Content marketing examples.

Content marketing is much more than blog posts. This guide goes through common formats, from guides and case studies to video, podcast and newsletters, and what each is good for, so you can choose the format by the goal instead of by the trend.

Memorise figure in cap and hoodie in nocturnal settingBy Alexander Larsson · Founder & Strategist· Published · Updated

Our view

There's no best format, only the right format for the goal and the stage in the customer journey. Choose by purpose, not by what's popular.

What counts as content marketing.

Any content that helps the audience instead of interrupting them can be content marketing: a guide, a case study, a video, a podcast episode or a newsletter. The common thread is that the content gives value first and leads to the business later. The examples below are formats, not individual campaigns.

The point of knowing the formats isn't to use them all, but to choose the few that suit your goal and your audience. A format that doesn't serve a purpose is just content for content's sake.

Common formats and what they're good for.

Six formats that cover most needs. Most strong content efforts combine a few of them:

  • Guide or article

    Answers a question the audience searches for thoroughly. Builds organic visibility and trust, and is often the hub other formats link to.

  • Case study

    Shows a result in practice. Strong late in the buying journey, when the customer wants proof rather than promises.

  • Video

    Explains what's hard in text and builds closeness. Good for demonstrations, short form on social and longer form on the web.

  • Podcast

    Builds relationships and authority over time through conversation. Reaches a listening audience and suits thought leadership.

  • Newsletter

    The one channel you fully own. Nurtures the relationship with those who've already shown interest, with no algorithm in between.

  • Lead magnet

    A downloadable piece, like a template or report, in exchange for a contact detail. Turns visitors into leads.

Choosing the right format.

The format should follow two things: the goal and where the customer is in their journey. Early, when someone searches for answers, guides and video do the most good. Later, when they compare, case studies and lead magnets weigh more. Choosing the format first and the purpose second is one of the most common mistakes.

It also means quality beats breadth.
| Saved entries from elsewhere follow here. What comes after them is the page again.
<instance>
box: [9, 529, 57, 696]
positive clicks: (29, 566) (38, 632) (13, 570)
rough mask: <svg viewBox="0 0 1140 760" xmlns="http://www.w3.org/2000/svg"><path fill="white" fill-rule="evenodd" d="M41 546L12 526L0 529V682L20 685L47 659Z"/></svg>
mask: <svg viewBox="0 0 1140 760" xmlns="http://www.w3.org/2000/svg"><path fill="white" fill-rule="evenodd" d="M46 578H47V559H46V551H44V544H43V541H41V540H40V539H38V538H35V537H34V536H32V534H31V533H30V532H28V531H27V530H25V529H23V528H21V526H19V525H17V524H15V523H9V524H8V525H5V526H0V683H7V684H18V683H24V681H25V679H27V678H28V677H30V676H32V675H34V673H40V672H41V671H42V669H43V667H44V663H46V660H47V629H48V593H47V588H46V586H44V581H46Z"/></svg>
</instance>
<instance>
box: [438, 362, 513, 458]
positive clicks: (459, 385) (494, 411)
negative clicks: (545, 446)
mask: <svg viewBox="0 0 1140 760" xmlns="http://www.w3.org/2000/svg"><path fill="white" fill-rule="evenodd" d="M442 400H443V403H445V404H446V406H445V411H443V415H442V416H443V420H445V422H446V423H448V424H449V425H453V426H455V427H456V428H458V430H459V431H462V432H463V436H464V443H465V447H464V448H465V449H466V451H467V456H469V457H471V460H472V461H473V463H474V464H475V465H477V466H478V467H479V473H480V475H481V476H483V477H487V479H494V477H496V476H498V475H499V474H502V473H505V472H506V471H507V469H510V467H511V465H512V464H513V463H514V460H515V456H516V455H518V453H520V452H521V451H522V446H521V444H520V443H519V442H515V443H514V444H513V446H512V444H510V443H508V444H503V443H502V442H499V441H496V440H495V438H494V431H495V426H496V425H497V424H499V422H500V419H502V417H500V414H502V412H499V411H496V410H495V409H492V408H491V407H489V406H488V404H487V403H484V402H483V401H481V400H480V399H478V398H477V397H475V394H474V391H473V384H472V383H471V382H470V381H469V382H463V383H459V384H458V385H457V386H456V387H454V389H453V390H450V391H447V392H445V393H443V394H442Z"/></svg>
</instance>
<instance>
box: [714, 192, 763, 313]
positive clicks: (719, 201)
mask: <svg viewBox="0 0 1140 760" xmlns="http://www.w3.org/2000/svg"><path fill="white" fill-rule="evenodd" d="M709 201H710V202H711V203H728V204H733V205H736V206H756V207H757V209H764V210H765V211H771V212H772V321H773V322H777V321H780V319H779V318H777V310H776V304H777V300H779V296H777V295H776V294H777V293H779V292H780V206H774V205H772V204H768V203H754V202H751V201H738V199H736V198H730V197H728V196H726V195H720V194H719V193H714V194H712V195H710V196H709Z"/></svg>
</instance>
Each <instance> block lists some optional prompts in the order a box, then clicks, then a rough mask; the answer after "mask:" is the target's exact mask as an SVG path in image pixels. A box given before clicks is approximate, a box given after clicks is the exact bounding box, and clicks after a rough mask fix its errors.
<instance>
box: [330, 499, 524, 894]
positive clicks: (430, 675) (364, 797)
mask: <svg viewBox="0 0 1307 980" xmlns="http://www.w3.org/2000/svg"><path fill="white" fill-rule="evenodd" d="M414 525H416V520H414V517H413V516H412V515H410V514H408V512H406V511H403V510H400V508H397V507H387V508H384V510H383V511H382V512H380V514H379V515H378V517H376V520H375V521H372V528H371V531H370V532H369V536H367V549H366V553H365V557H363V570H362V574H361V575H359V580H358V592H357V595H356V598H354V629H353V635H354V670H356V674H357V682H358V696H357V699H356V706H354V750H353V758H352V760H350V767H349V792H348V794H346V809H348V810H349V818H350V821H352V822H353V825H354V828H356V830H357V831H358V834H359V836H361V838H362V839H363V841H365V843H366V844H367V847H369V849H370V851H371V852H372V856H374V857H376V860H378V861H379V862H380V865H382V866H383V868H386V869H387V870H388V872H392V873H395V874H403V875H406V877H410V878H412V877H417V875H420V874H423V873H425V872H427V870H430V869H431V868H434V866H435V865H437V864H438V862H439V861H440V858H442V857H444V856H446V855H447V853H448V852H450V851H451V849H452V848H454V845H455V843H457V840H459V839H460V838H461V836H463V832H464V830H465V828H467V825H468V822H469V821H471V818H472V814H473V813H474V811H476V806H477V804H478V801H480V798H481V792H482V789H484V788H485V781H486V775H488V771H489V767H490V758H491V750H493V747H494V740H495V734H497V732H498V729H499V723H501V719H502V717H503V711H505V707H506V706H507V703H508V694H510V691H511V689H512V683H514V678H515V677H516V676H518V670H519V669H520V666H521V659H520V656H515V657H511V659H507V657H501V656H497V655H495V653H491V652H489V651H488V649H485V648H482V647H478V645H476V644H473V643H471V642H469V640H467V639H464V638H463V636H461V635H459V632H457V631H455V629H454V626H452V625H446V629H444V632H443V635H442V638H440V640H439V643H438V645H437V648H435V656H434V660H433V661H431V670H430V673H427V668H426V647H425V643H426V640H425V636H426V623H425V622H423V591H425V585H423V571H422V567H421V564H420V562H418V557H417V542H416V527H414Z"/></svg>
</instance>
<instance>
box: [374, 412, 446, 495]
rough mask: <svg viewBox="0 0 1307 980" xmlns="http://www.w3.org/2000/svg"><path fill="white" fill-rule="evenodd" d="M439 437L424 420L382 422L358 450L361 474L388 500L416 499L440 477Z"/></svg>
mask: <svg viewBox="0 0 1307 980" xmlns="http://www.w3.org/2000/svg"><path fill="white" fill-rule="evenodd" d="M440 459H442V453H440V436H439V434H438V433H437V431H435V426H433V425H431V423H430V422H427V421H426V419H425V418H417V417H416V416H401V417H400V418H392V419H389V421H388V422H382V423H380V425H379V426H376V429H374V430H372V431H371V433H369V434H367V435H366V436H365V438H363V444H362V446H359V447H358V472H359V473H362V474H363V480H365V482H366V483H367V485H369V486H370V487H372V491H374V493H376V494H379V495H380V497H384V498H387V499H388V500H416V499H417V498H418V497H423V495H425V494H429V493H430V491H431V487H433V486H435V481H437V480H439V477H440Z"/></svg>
Fewer formats done well, and actually distributed, beat a long list no one has time to maintain.

Common misconceptions.

When content formats are chosen on the wrong basis, it's usually down to one of these:

  • ”We need every format.” Breadth for its own sake dilutes resources. Choose the formats that serve the goal.
  • ”Video always works.” Video is powerful but expensive. Sometimes a well-written guide does the same job at a fraction of the cost.
  • ”Copy what the competitor does.” The same format doesn't suit everyone. Start from your audience and your goal, not the competitor's content calendar.
  • ”The format is the strategy.” Choosing a format is a result of the strategy, not a replacement for it.

The through-line: formats are tools. Which one you choose should be decided by what you want to achieve, not by what's popular right now.

How we approach formats.

We choose formats by goal and audience, not by trend, and make sure what we produce is actually distributed. A good format no one sees delivers no effect, so the format choice is always tied to a plan for how it reaches people.
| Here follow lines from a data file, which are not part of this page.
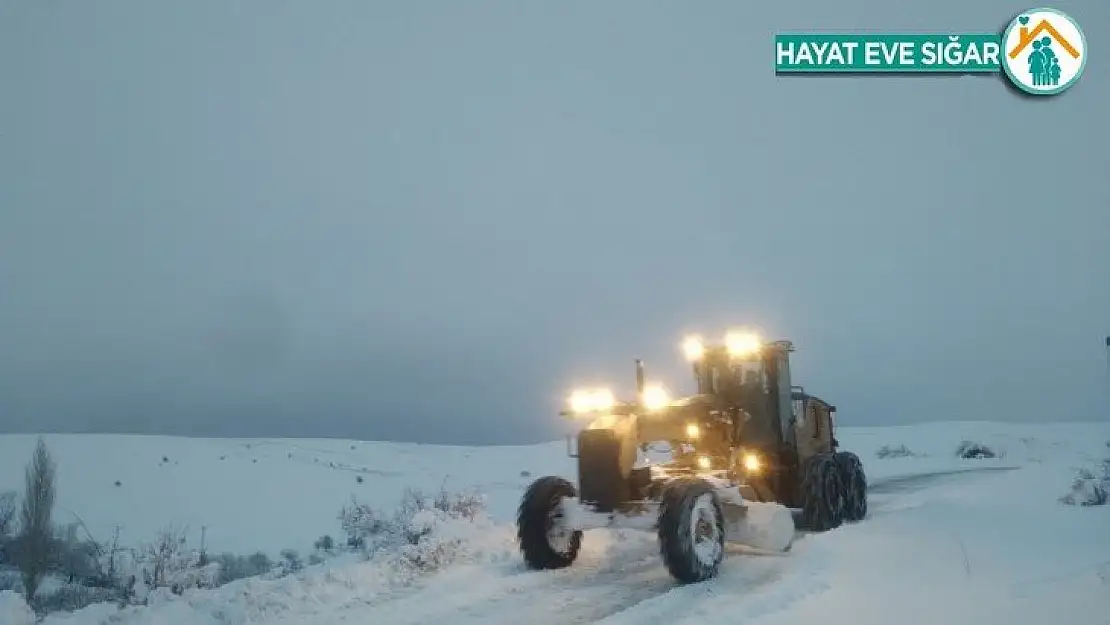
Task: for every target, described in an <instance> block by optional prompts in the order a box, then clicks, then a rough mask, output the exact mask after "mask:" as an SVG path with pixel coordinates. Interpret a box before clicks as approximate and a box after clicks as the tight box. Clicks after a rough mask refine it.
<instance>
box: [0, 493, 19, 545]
mask: <svg viewBox="0 0 1110 625" xmlns="http://www.w3.org/2000/svg"><path fill="white" fill-rule="evenodd" d="M16 500H17V496H16V492H14V491H7V492H4V493H0V538H4V537H6V536H10V535H11V531H12V530H13V528H14V527H12V525H13V523H12V522H13V521H16Z"/></svg>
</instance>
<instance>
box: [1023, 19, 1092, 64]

We measure against the business and you own everything we create. An initial review we do free of charge. It's the same principle that runs through everything we do: the right format, activated, tied to the business.
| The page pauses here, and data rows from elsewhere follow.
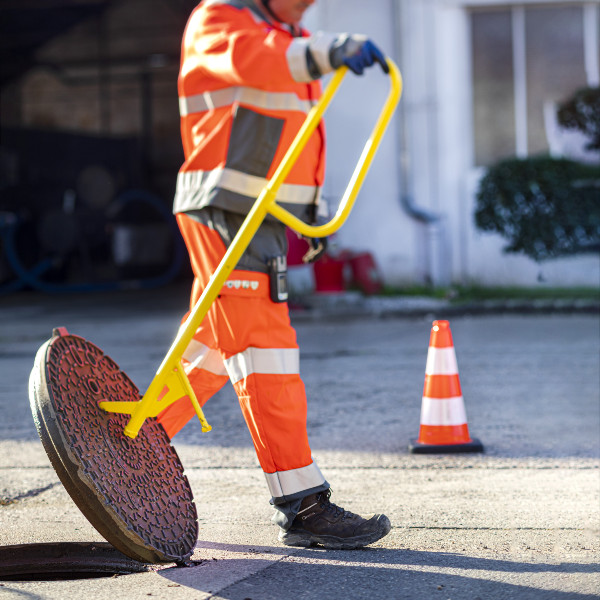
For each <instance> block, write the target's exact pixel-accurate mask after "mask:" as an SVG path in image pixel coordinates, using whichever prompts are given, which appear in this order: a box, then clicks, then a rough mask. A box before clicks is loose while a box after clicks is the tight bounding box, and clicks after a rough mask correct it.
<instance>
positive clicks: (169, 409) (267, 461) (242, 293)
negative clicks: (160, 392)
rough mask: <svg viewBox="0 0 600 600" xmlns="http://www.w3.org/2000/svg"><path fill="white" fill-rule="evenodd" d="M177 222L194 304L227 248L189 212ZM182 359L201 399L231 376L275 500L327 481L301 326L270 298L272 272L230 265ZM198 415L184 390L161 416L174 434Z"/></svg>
mask: <svg viewBox="0 0 600 600" xmlns="http://www.w3.org/2000/svg"><path fill="white" fill-rule="evenodd" d="M177 222H178V224H179V228H180V230H181V233H182V235H183V238H184V240H185V243H186V246H187V248H188V252H189V255H190V260H191V263H192V269H193V271H194V286H193V289H192V296H191V306H193V305H194V304H195V302H196V301H197V300H198V298H199V297H200V295H201V294H202V290H203V289H204V287H205V286H206V285H207V283H208V280H209V279H210V276H211V275H212V274H213V272H214V271H215V269H216V268H217V266H218V265H219V262H220V261H221V259H222V257H223V255H224V254H225V252H226V248H225V245H224V244H223V241H222V240H221V237H220V236H219V234H218V233H217V232H216V231H214V230H212V229H210V228H209V227H207V226H206V225H203V224H201V223H198V222H197V221H195V220H194V219H192V218H190V217H189V216H187V215H185V214H184V213H180V214H178V215H177ZM182 362H183V366H184V368H185V370H186V373H187V376H188V378H189V380H190V383H191V385H192V388H193V389H194V392H195V393H196V396H197V398H198V402H199V403H200V405H204V404H205V403H206V402H207V401H208V400H209V399H210V398H211V397H212V396H213V395H214V394H216V393H217V392H218V391H219V390H220V389H221V388H222V387H223V386H224V385H225V383H227V381H228V380H230V381H231V383H232V384H233V387H234V389H235V391H236V393H237V396H238V399H239V402H240V406H241V408H242V413H243V415H244V418H245V420H246V423H247V425H248V429H249V430H250V434H251V436H252V441H253V443H254V447H255V449H256V454H257V456H258V460H259V462H260V465H261V467H262V469H263V471H264V473H265V477H266V479H267V484H268V486H269V491H270V493H271V496H272V501H273V502H274V503H275V504H281V503H284V502H288V501H290V500H294V499H297V498H302V497H304V496H306V495H308V494H310V493H312V492H313V491H319V490H323V489H327V488H328V487H329V485H328V484H327V482H326V481H325V479H324V477H323V475H322V474H321V471H320V470H319V468H318V467H317V465H316V463H315V462H314V461H313V459H312V456H311V451H310V446H309V443H308V436H307V432H306V392H305V389H304V383H303V382H302V380H301V379H300V373H299V350H298V345H297V343H296V332H295V331H294V329H293V327H292V326H291V324H290V319H289V313H288V307H287V304H286V303H281V304H280V303H275V302H272V301H271V299H270V296H269V278H268V275H266V274H265V273H259V272H254V271H242V270H235V271H233V273H232V274H231V276H230V277H229V279H228V281H227V282H226V284H225V285H224V286H223V289H222V292H221V294H220V296H219V298H218V299H217V300H216V301H215V302H214V303H213V304H212V306H211V307H210V309H209V311H208V313H207V315H206V316H205V318H204V320H203V322H202V324H201V325H200V327H199V328H198V330H197V331H196V333H195V335H194V338H193V340H192V341H191V342H190V344H189V346H188V348H187V349H186V351H185V353H184V355H183V360H182ZM194 416H195V412H194V409H193V407H192V404H191V402H190V401H189V399H188V398H187V396H186V397H184V398H181V399H180V400H178V401H177V402H175V403H173V404H171V405H170V406H169V407H167V408H166V409H165V410H164V411H163V412H162V413H161V414H160V415H159V416H158V420H159V421H160V423H161V424H162V425H163V427H164V428H165V430H166V432H167V434H168V435H169V437H173V436H174V435H175V434H176V433H177V432H178V431H179V430H180V429H181V428H182V427H183V426H184V425H185V424H186V423H187V422H188V421H189V420H190V419H191V418H192V417H194Z"/></svg>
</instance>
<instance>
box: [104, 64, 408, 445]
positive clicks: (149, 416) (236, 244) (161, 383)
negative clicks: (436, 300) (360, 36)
mask: <svg viewBox="0 0 600 600" xmlns="http://www.w3.org/2000/svg"><path fill="white" fill-rule="evenodd" d="M387 64H388V66H389V70H390V73H389V75H390V81H391V88H390V92H389V94H388V97H387V100H386V102H385V105H384V107H383V109H382V111H381V113H380V115H379V119H378V120H377V123H376V125H375V128H374V129H373V131H372V133H371V136H370V137H369V139H368V140H367V142H366V144H365V146H364V149H363V151H362V154H361V156H360V159H359V161H358V164H357V165H356V168H355V169H354V173H353V175H352V177H351V179H350V182H349V183H348V187H347V188H346V191H345V193H344V196H343V197H342V200H341V202H340V205H339V207H338V210H337V212H336V214H335V216H334V217H333V218H332V219H331V221H329V222H328V223H326V224H325V225H319V226H313V225H307V224H306V223H304V222H303V221H301V220H300V219H298V218H296V217H295V216H294V215H292V214H291V213H290V212H288V211H287V210H285V209H284V208H282V207H281V206H279V205H278V204H277V202H276V196H277V191H278V189H279V187H280V186H281V184H282V183H283V182H284V181H285V179H286V177H287V175H288V173H289V172H290V169H291V168H292V166H293V165H294V163H295V162H296V160H297V159H298V157H299V156H300V153H301V152H302V150H303V149H304V147H305V145H306V143H307V141H308V140H309V138H310V136H311V135H312V133H313V132H314V130H315V129H316V127H317V126H318V125H319V122H320V121H321V118H322V117H323V113H324V112H325V110H326V109H327V107H328V106H329V103H330V102H331V100H332V99H333V96H334V95H335V93H336V92H337V90H338V88H339V86H340V83H341V82H342V79H343V78H344V76H345V75H346V73H347V72H348V68H347V67H341V68H340V69H338V70H337V71H336V72H335V73H334V75H333V77H332V79H331V81H330V82H329V84H328V86H327V88H326V89H325V91H324V92H323V95H322V97H321V99H320V100H319V102H318V103H317V104H316V105H315V106H314V107H313V108H312V109H311V110H310V112H309V113H308V115H307V117H306V120H305V122H304V124H303V125H302V127H301V129H300V131H299V132H298V134H297V135H296V138H295V140H294V142H293V143H292V145H291V146H290V148H289V149H288V152H287V153H286V155H285V156H284V158H283V160H282V161H281V163H280V164H279V167H278V168H277V170H276V171H275V173H274V175H273V177H272V178H271V179H270V180H269V182H268V183H267V185H266V186H265V187H264V189H263V190H262V192H261V194H260V195H259V197H258V198H257V200H256V202H255V203H254V205H253V206H252V209H251V210H250V212H249V213H248V216H247V217H246V219H245V220H244V222H243V224H242V226H241V227H240V229H239V231H238V233H237V235H236V236H235V238H234V239H233V241H232V242H231V245H230V246H229V248H228V250H227V252H226V253H225V256H224V257H223V259H222V260H221V262H220V263H219V266H218V267H217V269H216V271H215V272H214V273H213V275H212V277H211V278H210V281H209V283H208V285H207V286H206V288H205V289H204V292H203V294H202V296H200V298H199V299H198V301H197V302H196V305H195V306H194V308H193V309H192V311H191V313H190V314H189V316H188V318H187V320H186V321H185V323H184V324H183V325H182V326H181V328H180V329H179V333H178V334H177V337H176V338H175V341H174V342H173V344H172V345H171V348H170V349H169V351H168V353H167V355H166V356H165V358H164V360H163V362H162V364H161V365H160V367H159V368H158V371H157V372H156V375H155V377H154V379H153V380H152V381H151V382H150V385H149V386H148V389H147V391H146V393H145V394H144V396H143V398H142V399H141V400H140V401H138V402H111V401H105V402H101V403H100V407H101V408H103V409H104V410H106V411H109V412H118V413H125V414H130V415H131V419H130V420H129V422H128V424H127V425H126V427H125V434H126V435H128V436H129V437H132V438H134V437H136V436H137V434H138V432H139V430H140V428H141V427H142V425H143V423H144V421H145V420H146V419H147V418H148V417H152V416H156V415H158V414H159V413H160V412H161V411H162V410H164V409H165V408H166V407H167V406H169V405H170V404H172V403H173V402H175V401H177V400H178V399H179V398H181V397H183V396H185V395H187V396H188V397H189V399H190V401H191V402H192V405H193V406H194V408H195V411H196V414H197V415H198V418H199V419H200V421H201V423H202V430H203V431H210V429H211V427H210V425H209V424H208V423H207V422H206V419H205V418H204V414H203V412H202V409H201V408H200V405H199V403H198V401H197V399H196V397H195V395H194V392H193V390H192V387H191V386H190V384H189V381H188V379H187V376H186V374H185V372H184V370H183V366H182V364H181V357H182V356H183V353H184V352H185V349H186V348H187V346H188V344H189V343H190V341H191V340H192V338H193V336H194V333H195V332H196V330H197V329H198V327H199V326H200V323H201V322H202V319H203V318H204V317H205V315H206V313H207V312H208V309H209V308H210V306H211V304H212V303H213V302H214V301H215V299H216V298H217V296H218V295H219V293H220V291H221V288H222V287H223V285H224V284H225V282H226V281H227V278H228V277H229V275H230V274H231V272H232V271H233V270H234V269H235V267H236V265H237V263H238V261H239V260H240V258H241V256H242V254H243V253H244V251H245V250H246V248H247V247H248V244H249V243H250V240H252V238H253V237H254V234H255V233H256V231H257V230H258V228H259V227H260V225H261V223H262V222H263V221H264V219H265V217H266V216H267V214H271V215H273V216H274V217H276V218H277V219H279V220H280V221H282V222H283V223H285V224H286V225H288V226H289V227H290V228H292V229H294V230H296V231H297V232H298V233H300V234H302V235H305V236H309V237H325V236H328V235H331V234H332V233H334V232H335V231H337V230H338V229H339V228H340V227H341V226H342V225H343V223H344V221H345V220H346V219H347V217H348V215H349V214H350V211H351V210H352V206H353V205H354V201H355V200H356V197H357V195H358V192H359V190H360V187H361V185H362V183H363V181H364V179H365V176H366V174H367V171H368V169H369V167H370V166H371V162H372V160H373V157H374V155H375V152H376V150H377V148H378V146H379V144H380V142H381V139H382V137H383V134H384V132H385V129H386V128H387V126H388V124H389V121H390V119H391V118H392V115H393V113H394V109H395V108H396V105H397V104H398V100H399V99H400V95H401V93H402V78H401V76H400V72H399V71H398V68H397V67H396V65H395V64H394V63H393V62H392V61H391V60H389V59H387ZM159 397H160V399H159Z"/></svg>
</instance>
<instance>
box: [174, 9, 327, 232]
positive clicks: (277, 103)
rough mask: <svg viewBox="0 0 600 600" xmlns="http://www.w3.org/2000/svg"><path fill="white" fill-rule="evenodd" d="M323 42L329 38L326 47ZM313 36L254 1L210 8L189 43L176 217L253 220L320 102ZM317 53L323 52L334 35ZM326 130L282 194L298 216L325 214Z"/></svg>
mask: <svg viewBox="0 0 600 600" xmlns="http://www.w3.org/2000/svg"><path fill="white" fill-rule="evenodd" d="M319 36H324V37H323V39H322V40H321V41H319V40H320V38H319ZM307 39H308V33H307V32H306V31H304V30H302V31H301V32H300V37H294V35H293V34H292V32H291V31H289V30H288V29H287V28H286V26H285V25H282V24H280V23H277V22H271V21H269V20H268V17H266V16H265V15H263V14H262V13H261V12H260V11H259V10H258V8H257V7H256V6H255V4H254V3H253V1H252V0H205V1H204V2H202V3H201V4H200V5H199V6H198V7H197V8H196V9H195V11H194V12H193V13H192V15H191V17H190V20H189V21H188V24H187V27H186V31H185V34H184V38H183V46H182V61H181V70H180V74H179V82H178V88H179V105H180V115H181V131H182V139H183V147H184V154H185V162H184V164H183V166H182V167H181V169H180V171H179V175H178V178H177V191H176V194H175V203H174V212H175V213H178V212H187V211H190V210H196V209H199V208H203V207H205V206H216V207H219V208H222V209H224V210H228V211H232V212H236V213H241V214H246V213H247V212H248V211H249V209H250V208H251V207H252V205H253V203H254V201H255V200H256V198H257V196H258V195H259V193H260V192H261V190H262V189H263V187H264V186H265V184H266V182H267V180H268V179H269V178H270V177H271V176H272V175H273V173H274V171H275V169H276V168H277V166H278V165H279V163H280V162H281V160H282V158H283V156H284V154H285V152H286V151H287V149H288V147H289V146H290V144H291V143H292V141H293V139H294V137H295V135H296V133H297V132H298V130H299V129H300V127H301V125H302V123H303V122H304V120H305V118H306V114H307V112H308V111H309V110H310V108H311V106H312V105H313V104H314V103H315V101H316V100H318V98H319V97H320V94H321V88H320V84H319V82H318V81H315V80H313V79H312V78H311V75H310V73H309V70H308V67H307V59H306V48H307V46H306V40H307ZM311 39H313V41H315V43H314V46H315V48H317V50H315V51H318V49H319V48H321V49H322V51H324V50H325V48H326V47H328V44H329V43H330V40H329V39H328V38H327V34H318V35H317V36H316V38H315V36H313V38H311ZM324 169H325V133H324V127H323V125H321V126H320V127H319V128H318V130H317V131H316V132H315V133H314V134H313V136H312V137H311V139H310V140H309V141H308V143H307V146H306V148H305V149H304V151H303V152H302V154H301V155H300V157H299V159H298V161H297V162H296V164H295V165H294V166H293V168H292V170H291V172H290V174H289V175H288V177H287V179H286V181H285V183H284V184H283V185H282V187H281V188H280V190H279V192H278V195H277V200H278V202H280V203H281V205H282V206H284V207H285V208H287V209H288V210H289V211H290V212H292V213H294V214H295V215H296V216H299V217H300V218H303V219H304V220H307V221H314V220H315V218H316V215H317V214H322V215H326V214H327V209H326V206H325V205H324V204H322V203H321V202H320V189H321V185H322V183H323V178H324Z"/></svg>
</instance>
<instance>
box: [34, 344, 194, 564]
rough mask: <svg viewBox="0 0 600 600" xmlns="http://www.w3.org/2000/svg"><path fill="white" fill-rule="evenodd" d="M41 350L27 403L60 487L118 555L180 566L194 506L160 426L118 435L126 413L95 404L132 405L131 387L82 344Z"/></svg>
mask: <svg viewBox="0 0 600 600" xmlns="http://www.w3.org/2000/svg"><path fill="white" fill-rule="evenodd" d="M64 333H66V332H64ZM45 347H46V349H45V351H44V346H43V347H42V348H41V349H40V352H38V356H37V358H36V365H35V366H34V371H33V373H32V385H31V389H30V396H31V397H32V398H31V404H32V409H33V412H34V418H35V420H36V425H37V426H38V431H39V433H40V437H42V442H44V446H45V448H46V450H47V451H48V454H49V456H50V458H51V460H52V462H53V465H54V466H55V468H56V471H57V473H58V475H59V477H60V478H61V481H62V482H63V484H64V485H65V488H66V489H67V491H68V492H69V493H70V495H71V496H72V498H73V500H74V501H75V502H76V504H77V505H78V506H79V508H80V509H81V510H82V512H83V513H84V514H85V516H86V517H87V518H88V519H89V520H90V522H91V523H92V524H93V525H94V526H95V527H96V529H98V531H99V532H100V533H101V534H102V535H103V536H104V537H105V538H106V539H107V540H108V541H109V542H111V543H112V544H113V545H114V546H115V547H117V548H118V549H119V550H121V551H122V552H125V553H126V554H128V555H129V556H131V557H132V558H135V559H137V560H145V561H148V562H161V561H173V560H175V561H185V560H186V559H187V558H188V557H189V556H190V555H191V553H192V551H193V548H194V545H195V543H196V539H197V534H198V526H197V514H196V507H195V504H194V500H193V496H192V492H191V489H190V486H189V483H188V480H187V478H186V476H185V475H184V473H183V467H182V465H181V462H180V461H179V457H178V456H177V454H176V452H175V450H174V448H173V447H172V446H171V445H170V442H169V439H168V437H167V435H166V434H165V432H164V430H163V428H162V426H161V425H160V424H159V423H158V422H157V421H156V420H155V419H148V420H147V421H146V422H145V424H144V426H143V427H142V429H141V430H140V433H139V435H138V436H137V437H136V438H135V439H131V438H129V437H127V436H126V435H125V434H124V433H123V428H124V427H125V424H126V422H127V420H128V418H129V416H128V415H119V414H115V413H107V412H105V411H103V410H102V409H100V408H99V407H98V402H100V401H102V400H120V401H135V400H138V399H139V392H138V389H137V388H136V386H135V385H134V384H133V383H132V382H131V380H130V379H129V378H128V377H127V375H125V373H123V372H122V371H121V370H120V369H119V367H118V366H117V364H116V363H115V362H114V361H113V360H112V359H110V358H109V357H108V356H106V355H104V354H103V353H102V351H101V350H100V349H99V348H97V347H96V346H94V345H93V344H91V343H90V342H88V341H87V340H85V339H83V338H80V337H77V336H73V335H68V334H67V335H64V334H63V335H59V336H55V337H53V338H52V339H51V340H49V342H47V344H46V345H45ZM48 438H49V439H48ZM48 442H51V443H48ZM54 453H55V454H56V455H54V456H53V454H54ZM57 459H58V460H59V461H60V464H57Z"/></svg>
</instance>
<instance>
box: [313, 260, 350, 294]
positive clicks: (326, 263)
mask: <svg viewBox="0 0 600 600" xmlns="http://www.w3.org/2000/svg"><path fill="white" fill-rule="evenodd" d="M345 265H346V260H344V259H337V258H334V257H332V256H329V255H328V254H324V255H323V256H322V257H321V258H320V259H319V260H318V261H317V262H315V263H314V264H313V270H314V274H315V291H316V292H343V291H344V289H345V287H346V286H345V285H344V266H345Z"/></svg>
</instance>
Not sure which format suits you?

Tell us what you want to achieve and we'll suggest which formats deliver most for your goal and audience, and how they should reach people. The initial review is free.

Write to us

Frequently asked questions about content marketing formats

What are the most common content marketing formats?

Guides and articles, case studies, video, podcast, newsletters and lead magnets cover most needs. Each solves different things in the buying journey, and most strong efforts combine a few of them.

Which format delivers the best results?

There's no best format, only the right format for the goal and the stage in the journey. Guides and video help early, case studies and lead magnets later. The choice should follow the purpose, not the trend.

Do you have to use video?

No. Video is powerful but expensive, and sometimes a well-written guide does the same job for less. Use video when the format actually adds something, not because it's popular.

What is a lead magnet?

A downloadable piece, like a template, checklist or report, offered in exchange for a contact detail. It turns anonymous visitors into leads you can follow up.

How many formats should you invest in?

Fewer than you'd think. A few formats done well and actually distributed beat a long list no one has time to maintain. Quality and distribution beat breadth.